ペルシア軍は陸上部隊海上部隊の2つに分かれていました。それらが海岸沿いに並んで進んできました。対するにギリシア軍は陸上部隊テルモピュライの隘路で、海上部隊をエウボイア島の北端アルテミシオンでペルシア軍を迎えました。カリュストスはどちらの部隊にも参加せず、戦いの帰趨を傍観していました。


まず、アルテミシオンで海戦が始まりました。この海戦は激戦となりましたが結局勝敗が着かないまま夜となり、戦いを中断しました。海戦は2日目も3日目も続きました。3日目はちょうど陸上のテルモピュライでもペルシア軍とギリシア軍が会戦することになっていました。この日のアルテミシオンの海戦は前よりもさらに激戦となりますが、またも引き分けになって戦闘を終えます。しかし、テルモピュライの隘路ではペルシア軍がギリシア軍を圧倒しました。その知らせがアルテミシオンに届くと、テルモピュライを突破されたらここで守る意味がないとしてアルテミシオンを撤退し、アテーナイ近海のサラミース島に集結することにしました。


ギリシア軍がアルテミシオンを撤退した翌朝、ペルシア艦隊はエウボイア島の北端の町ヒスティアイアに上陸しました。ここに3日碇泊したのちペルシア艦隊はエウリーポス海峡(ギリシア本土とエウボイア島との間の海峡。一番幅の狭い所では40mぐらいしかありません)を通過して、ギリシア連合軍を追ってアテーナイ沖に向いました。以下のヘーロドトスの記事から、カリュストスはアルテミシオンの海戦には参加していなかったが、その次の(アテーナイ沖の)サラミースの海戦にはペルシア側に立って参加したことが分かります。

私の考えるところでは、海路からアテナイに侵入したペルシア軍の勢力は、セピアス岬やテルモピュライに達した当時に比して弱化していなかったと思われる。暴風雨による被害、テルモピュライおよびアルテミシオン海戦における損失を補うものとして、私は当時まだペルシア王の遠征軍に加わっていなかった次の部隊を数えるからである。
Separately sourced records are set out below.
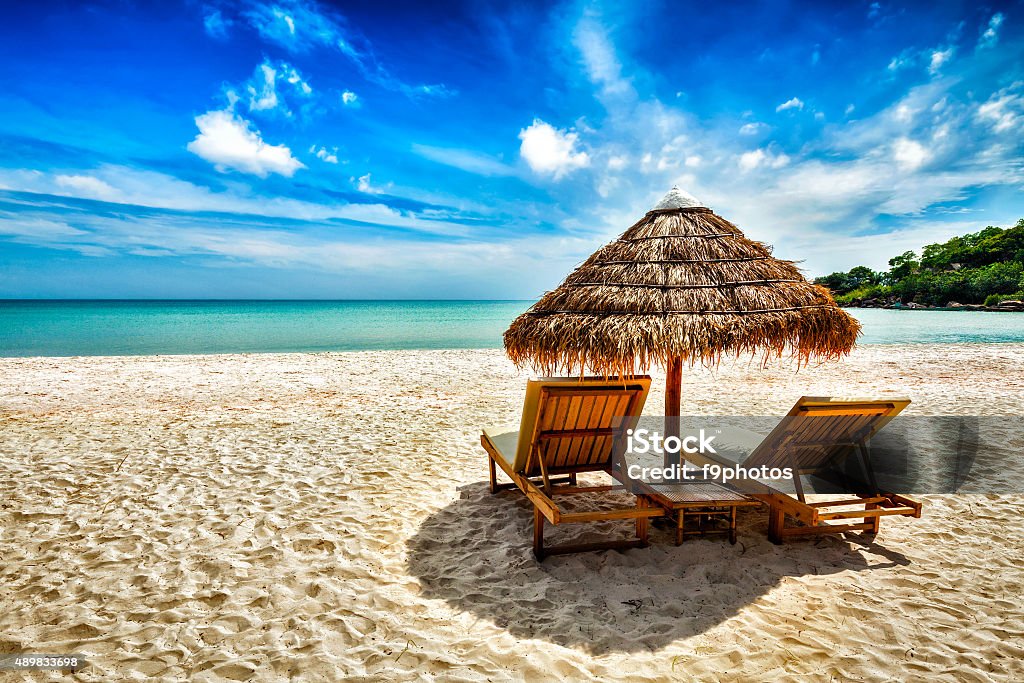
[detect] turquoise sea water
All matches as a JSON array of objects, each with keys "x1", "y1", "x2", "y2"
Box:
[{"x1": 0, "y1": 301, "x2": 1024, "y2": 356}]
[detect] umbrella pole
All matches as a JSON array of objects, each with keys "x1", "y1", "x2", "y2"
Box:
[{"x1": 664, "y1": 356, "x2": 683, "y2": 467}]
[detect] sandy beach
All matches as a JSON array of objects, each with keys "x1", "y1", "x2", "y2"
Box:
[{"x1": 0, "y1": 344, "x2": 1024, "y2": 681}]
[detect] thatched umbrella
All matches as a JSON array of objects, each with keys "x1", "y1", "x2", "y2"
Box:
[{"x1": 505, "y1": 187, "x2": 860, "y2": 423}]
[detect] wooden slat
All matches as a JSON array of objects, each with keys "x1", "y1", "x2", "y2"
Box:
[
  {"x1": 778, "y1": 522, "x2": 874, "y2": 536},
  {"x1": 818, "y1": 508, "x2": 915, "y2": 520},
  {"x1": 807, "y1": 496, "x2": 889, "y2": 508},
  {"x1": 558, "y1": 508, "x2": 665, "y2": 524}
]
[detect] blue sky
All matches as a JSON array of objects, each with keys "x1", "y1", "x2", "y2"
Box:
[{"x1": 0, "y1": 0, "x2": 1024, "y2": 299}]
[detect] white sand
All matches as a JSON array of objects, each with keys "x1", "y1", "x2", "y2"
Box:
[{"x1": 0, "y1": 345, "x2": 1024, "y2": 681}]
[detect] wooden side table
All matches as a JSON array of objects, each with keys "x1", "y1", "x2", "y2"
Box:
[{"x1": 638, "y1": 481, "x2": 761, "y2": 546}]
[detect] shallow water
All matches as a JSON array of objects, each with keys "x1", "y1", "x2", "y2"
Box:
[{"x1": 0, "y1": 301, "x2": 1024, "y2": 356}]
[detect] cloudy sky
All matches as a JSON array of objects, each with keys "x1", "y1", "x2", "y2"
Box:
[{"x1": 0, "y1": 0, "x2": 1024, "y2": 299}]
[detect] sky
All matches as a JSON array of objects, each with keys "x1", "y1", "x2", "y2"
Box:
[{"x1": 0, "y1": 0, "x2": 1024, "y2": 299}]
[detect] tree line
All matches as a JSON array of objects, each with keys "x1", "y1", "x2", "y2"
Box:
[{"x1": 814, "y1": 218, "x2": 1024, "y2": 306}]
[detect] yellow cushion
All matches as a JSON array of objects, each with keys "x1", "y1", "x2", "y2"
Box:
[{"x1": 483, "y1": 375, "x2": 650, "y2": 472}]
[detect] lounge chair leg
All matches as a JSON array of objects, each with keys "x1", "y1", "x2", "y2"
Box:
[
  {"x1": 864, "y1": 503, "x2": 882, "y2": 536},
  {"x1": 768, "y1": 506, "x2": 785, "y2": 546},
  {"x1": 637, "y1": 496, "x2": 649, "y2": 546},
  {"x1": 534, "y1": 507, "x2": 544, "y2": 562}
]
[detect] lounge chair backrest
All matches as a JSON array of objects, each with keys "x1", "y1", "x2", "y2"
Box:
[
  {"x1": 512, "y1": 376, "x2": 650, "y2": 476},
  {"x1": 743, "y1": 396, "x2": 910, "y2": 471}
]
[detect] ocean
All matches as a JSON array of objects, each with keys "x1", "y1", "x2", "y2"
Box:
[{"x1": 0, "y1": 301, "x2": 1024, "y2": 356}]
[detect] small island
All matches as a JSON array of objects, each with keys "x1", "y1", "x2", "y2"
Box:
[{"x1": 814, "y1": 218, "x2": 1024, "y2": 312}]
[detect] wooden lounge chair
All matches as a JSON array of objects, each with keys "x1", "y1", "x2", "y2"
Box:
[
  {"x1": 480, "y1": 376, "x2": 665, "y2": 560},
  {"x1": 687, "y1": 396, "x2": 921, "y2": 543}
]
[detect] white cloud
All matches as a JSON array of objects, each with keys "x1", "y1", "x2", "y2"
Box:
[
  {"x1": 893, "y1": 137, "x2": 931, "y2": 171},
  {"x1": 978, "y1": 12, "x2": 1004, "y2": 47},
  {"x1": 928, "y1": 45, "x2": 955, "y2": 75},
  {"x1": 53, "y1": 175, "x2": 118, "y2": 201},
  {"x1": 282, "y1": 65, "x2": 313, "y2": 97},
  {"x1": 519, "y1": 119, "x2": 590, "y2": 180},
  {"x1": 887, "y1": 49, "x2": 914, "y2": 72},
  {"x1": 246, "y1": 60, "x2": 313, "y2": 116},
  {"x1": 572, "y1": 10, "x2": 635, "y2": 102},
  {"x1": 608, "y1": 155, "x2": 630, "y2": 171},
  {"x1": 775, "y1": 97, "x2": 804, "y2": 112},
  {"x1": 247, "y1": 62, "x2": 278, "y2": 111},
  {"x1": 187, "y1": 110, "x2": 305, "y2": 178},
  {"x1": 358, "y1": 173, "x2": 391, "y2": 195},
  {"x1": 203, "y1": 9, "x2": 231, "y2": 39},
  {"x1": 413, "y1": 143, "x2": 516, "y2": 176},
  {"x1": 309, "y1": 144, "x2": 338, "y2": 164},
  {"x1": 0, "y1": 166, "x2": 468, "y2": 237},
  {"x1": 739, "y1": 150, "x2": 790, "y2": 171},
  {"x1": 976, "y1": 83, "x2": 1024, "y2": 133},
  {"x1": 243, "y1": 0, "x2": 453, "y2": 97}
]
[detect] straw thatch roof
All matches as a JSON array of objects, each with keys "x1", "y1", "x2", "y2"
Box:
[{"x1": 505, "y1": 188, "x2": 860, "y2": 375}]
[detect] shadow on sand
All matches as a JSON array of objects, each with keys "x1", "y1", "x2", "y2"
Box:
[{"x1": 408, "y1": 482, "x2": 909, "y2": 655}]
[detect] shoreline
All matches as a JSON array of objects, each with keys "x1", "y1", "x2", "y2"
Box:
[{"x1": 0, "y1": 335, "x2": 1024, "y2": 362}]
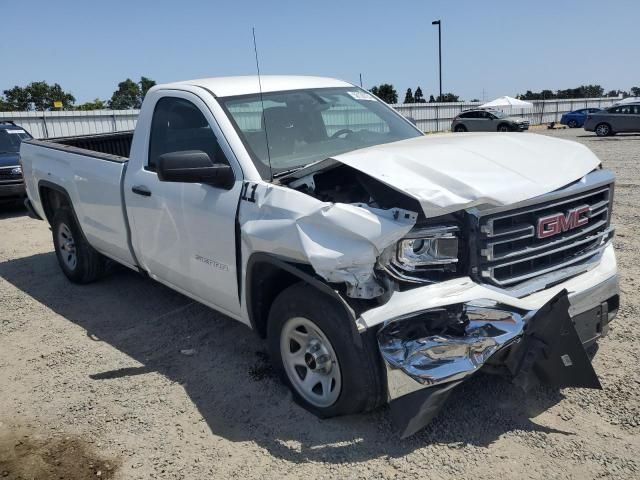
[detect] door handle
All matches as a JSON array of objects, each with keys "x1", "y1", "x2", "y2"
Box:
[{"x1": 131, "y1": 185, "x2": 151, "y2": 197}]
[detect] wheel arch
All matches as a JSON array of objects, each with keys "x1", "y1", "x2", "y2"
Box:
[
  {"x1": 245, "y1": 252, "x2": 361, "y2": 346},
  {"x1": 38, "y1": 180, "x2": 89, "y2": 243}
]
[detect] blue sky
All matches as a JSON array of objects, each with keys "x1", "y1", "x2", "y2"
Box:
[{"x1": 0, "y1": 0, "x2": 640, "y2": 102}]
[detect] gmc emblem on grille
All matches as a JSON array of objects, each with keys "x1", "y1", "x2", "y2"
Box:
[{"x1": 537, "y1": 205, "x2": 589, "y2": 238}]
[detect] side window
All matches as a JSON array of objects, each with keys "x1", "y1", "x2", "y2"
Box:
[{"x1": 147, "y1": 97, "x2": 229, "y2": 171}]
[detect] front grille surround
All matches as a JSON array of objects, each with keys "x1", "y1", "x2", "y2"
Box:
[{"x1": 474, "y1": 176, "x2": 613, "y2": 290}]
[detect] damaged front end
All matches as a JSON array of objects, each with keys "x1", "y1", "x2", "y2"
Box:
[{"x1": 378, "y1": 290, "x2": 601, "y2": 438}]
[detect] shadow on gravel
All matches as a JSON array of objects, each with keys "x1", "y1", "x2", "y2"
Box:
[
  {"x1": 576, "y1": 133, "x2": 640, "y2": 142},
  {"x1": 0, "y1": 253, "x2": 566, "y2": 463}
]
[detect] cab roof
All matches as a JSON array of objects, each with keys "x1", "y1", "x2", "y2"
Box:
[{"x1": 157, "y1": 75, "x2": 353, "y2": 97}]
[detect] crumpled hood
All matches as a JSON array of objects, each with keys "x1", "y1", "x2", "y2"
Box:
[
  {"x1": 0, "y1": 152, "x2": 20, "y2": 171},
  {"x1": 334, "y1": 133, "x2": 600, "y2": 217}
]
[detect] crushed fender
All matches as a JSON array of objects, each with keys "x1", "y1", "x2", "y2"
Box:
[{"x1": 239, "y1": 184, "x2": 417, "y2": 298}]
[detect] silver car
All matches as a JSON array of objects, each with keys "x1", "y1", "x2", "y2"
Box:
[
  {"x1": 584, "y1": 102, "x2": 640, "y2": 137},
  {"x1": 451, "y1": 109, "x2": 529, "y2": 132}
]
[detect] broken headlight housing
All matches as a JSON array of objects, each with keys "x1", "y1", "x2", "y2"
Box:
[{"x1": 381, "y1": 225, "x2": 459, "y2": 283}]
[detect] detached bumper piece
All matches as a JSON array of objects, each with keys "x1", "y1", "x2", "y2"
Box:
[{"x1": 378, "y1": 290, "x2": 601, "y2": 438}]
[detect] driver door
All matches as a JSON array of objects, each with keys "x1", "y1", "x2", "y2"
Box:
[{"x1": 125, "y1": 91, "x2": 242, "y2": 317}]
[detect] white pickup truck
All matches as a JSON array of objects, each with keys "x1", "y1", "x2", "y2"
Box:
[{"x1": 21, "y1": 76, "x2": 619, "y2": 436}]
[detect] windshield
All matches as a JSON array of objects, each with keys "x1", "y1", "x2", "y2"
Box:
[
  {"x1": 0, "y1": 128, "x2": 31, "y2": 153},
  {"x1": 218, "y1": 87, "x2": 422, "y2": 178}
]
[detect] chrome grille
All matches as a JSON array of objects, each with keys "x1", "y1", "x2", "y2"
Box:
[{"x1": 478, "y1": 185, "x2": 613, "y2": 288}]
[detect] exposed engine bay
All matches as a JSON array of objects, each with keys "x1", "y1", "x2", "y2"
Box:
[{"x1": 280, "y1": 159, "x2": 424, "y2": 214}]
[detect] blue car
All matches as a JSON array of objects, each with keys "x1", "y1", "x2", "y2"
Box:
[
  {"x1": 0, "y1": 120, "x2": 31, "y2": 203},
  {"x1": 560, "y1": 108, "x2": 600, "y2": 128}
]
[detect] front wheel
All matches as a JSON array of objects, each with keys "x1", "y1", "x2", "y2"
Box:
[
  {"x1": 51, "y1": 207, "x2": 106, "y2": 283},
  {"x1": 267, "y1": 283, "x2": 384, "y2": 418}
]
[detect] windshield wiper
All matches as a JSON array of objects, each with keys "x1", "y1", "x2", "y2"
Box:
[{"x1": 273, "y1": 165, "x2": 307, "y2": 178}]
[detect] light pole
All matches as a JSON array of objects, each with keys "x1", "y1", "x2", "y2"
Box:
[{"x1": 431, "y1": 20, "x2": 442, "y2": 101}]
すなわちマリス人、ドーリス人、ロクリス人、それにテスピアイとプラタイアとを除いては全兵力を挙げてペルシア軍に加わったボイオティア人の各部隊、さらにカリュストス人アンドロス人、および先にその名を挙げた五島を除いて残り全部の島の住民がそれである。実際ペルシア王の軍勢がギリシアの中心部に進むにつれて、これに参加する住民の数は増していったのである。


ヘロドトス著「歴史」巻8、66 から


さて、上の引用にあるように「ペルシア王の軍勢がギリシアの中心部に進むにつれて、これに参加する住民の数は増していった」のですから、ギリシア本土は全てペルシア領に編入されるかのような勢いでした。あくまでもペルシア軍に抗しようとするギリシア諸都市の連合海軍は、アテーナイ沖のサラミース島に集結していました。そこへペルシア艦隊が到着しました。その中にはカリュストスの船もありました。

発進の命が下ると、ペルシア軍は船をサラミスへ向け、平穏理にそれぞれの配置につき、戦闘隊形を整えた。しかしこの時すでに日は没し、海戦を行なうには明るさが足りず、翌日を期して戦闘の準備にかかったのである。
 一方ギリシア部隊は恐怖と不安に襲われ、ことにペロポネソス諸部隊の動揺ははなはだしかった。彼らは(中略)戦いに敗れた場合には島内に封鎖され、自国を無防備のまま放置して敵の包囲を受けるであろうと考えて不安を禁じ得なかったのである。